Cluster Auto-Scaling Capability
Distributed - a.k.a. multi-node - activities can be scaled up or down by starting or stopping worker tasks. This scaling is appropriate when the distribution definition changes, e.g. number of worker tasks is increased or decreased. It should be done also when the cluster configuration changes, e.g. nodes are added or deleted.
This up/down-scaling was present in midPoint since 3.8 (as an experimental feature) in the form of workers reconciliation process. In 4.4 the following changes were done:
New auto-scaling activity was created. It periodically scans for tasks that are autoscaling-enabled and invokes workers reconciliation process on them, if the cluster state has changed in the meanwhile. (Note that we currently do not support auto-scaling triggered by changes in activity distribution definition.

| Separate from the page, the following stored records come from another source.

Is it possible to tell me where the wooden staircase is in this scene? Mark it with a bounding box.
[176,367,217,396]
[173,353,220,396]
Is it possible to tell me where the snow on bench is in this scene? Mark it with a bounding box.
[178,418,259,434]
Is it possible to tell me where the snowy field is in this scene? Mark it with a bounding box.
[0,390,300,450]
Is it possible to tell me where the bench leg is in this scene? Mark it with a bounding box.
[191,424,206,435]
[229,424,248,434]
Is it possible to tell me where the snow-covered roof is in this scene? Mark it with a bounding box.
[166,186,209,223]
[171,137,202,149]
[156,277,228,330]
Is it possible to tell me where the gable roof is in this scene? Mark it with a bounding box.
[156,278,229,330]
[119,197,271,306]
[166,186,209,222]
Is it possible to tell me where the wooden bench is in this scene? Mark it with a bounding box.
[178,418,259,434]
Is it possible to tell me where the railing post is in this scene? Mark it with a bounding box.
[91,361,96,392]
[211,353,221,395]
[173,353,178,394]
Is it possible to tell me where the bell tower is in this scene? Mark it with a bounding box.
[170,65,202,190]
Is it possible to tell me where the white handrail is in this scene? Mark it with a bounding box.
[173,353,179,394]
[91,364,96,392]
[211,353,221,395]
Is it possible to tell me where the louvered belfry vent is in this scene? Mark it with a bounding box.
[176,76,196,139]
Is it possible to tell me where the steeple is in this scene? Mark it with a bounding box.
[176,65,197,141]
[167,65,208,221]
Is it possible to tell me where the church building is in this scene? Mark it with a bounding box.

The user is responsible for reconciling the workers manually in that cases.)
The workers reconciliation process itself was improved and fixed:
It no longer closes superfluous workers - it suspends them instead, allowing resuming them when needed.
When suspending the workers, any unprocessed buckets are returned to the coordinator to process them immediately by other workers. The same is true when the task stops for any other reason. This eliminates lengthy "scavenging" process at the end of the processing.
When in scavenging phase, non-scavenger workers are not created. Only the scavengers are.
The whole reconciliation is now driven by
node.operationalState(i.e. from repo) instead of
node.executionState(determined dynamically). So in case of unstable clusters or transition situations the results should be more predictable.
The threshold mechanism before 4.4 was limited to a single node. Moreover, the related policy rules counters were transient, so they did not survive midPoint node restarts. There were other limitations as well.
Starting with 4.4, counters for policy rules are stored persistently in the respective task objects, providing support for cluster-wide watching of policy rules thresholds, across task and node restarts.
Progress and Statistics Reporting Improvements
Progress reporting was rewritten from scratch, so it is much more reliable now. It correctly deals with tasks being structured into activities, their suspension and resuming, buckets processing, error handling, and so on.
Activity tree overview structure was introduced in the root tasks, providing key information about the execution (e.g. progress, error counts, number of running tasks on individual cluster nodes, and so on), without the need to fetch the whole task tree.
In addition to that, flexible activity reports were introduced:
ConnId operations executed,
internal operations executed.
Also, bucket size analysis mode is now available. It allows determining size of buckets before real processing starts: either all buckets, or a (random or regular) sample of specified size.
The following information is now collected per individual activities (not per tasks):
work bucket management statistics.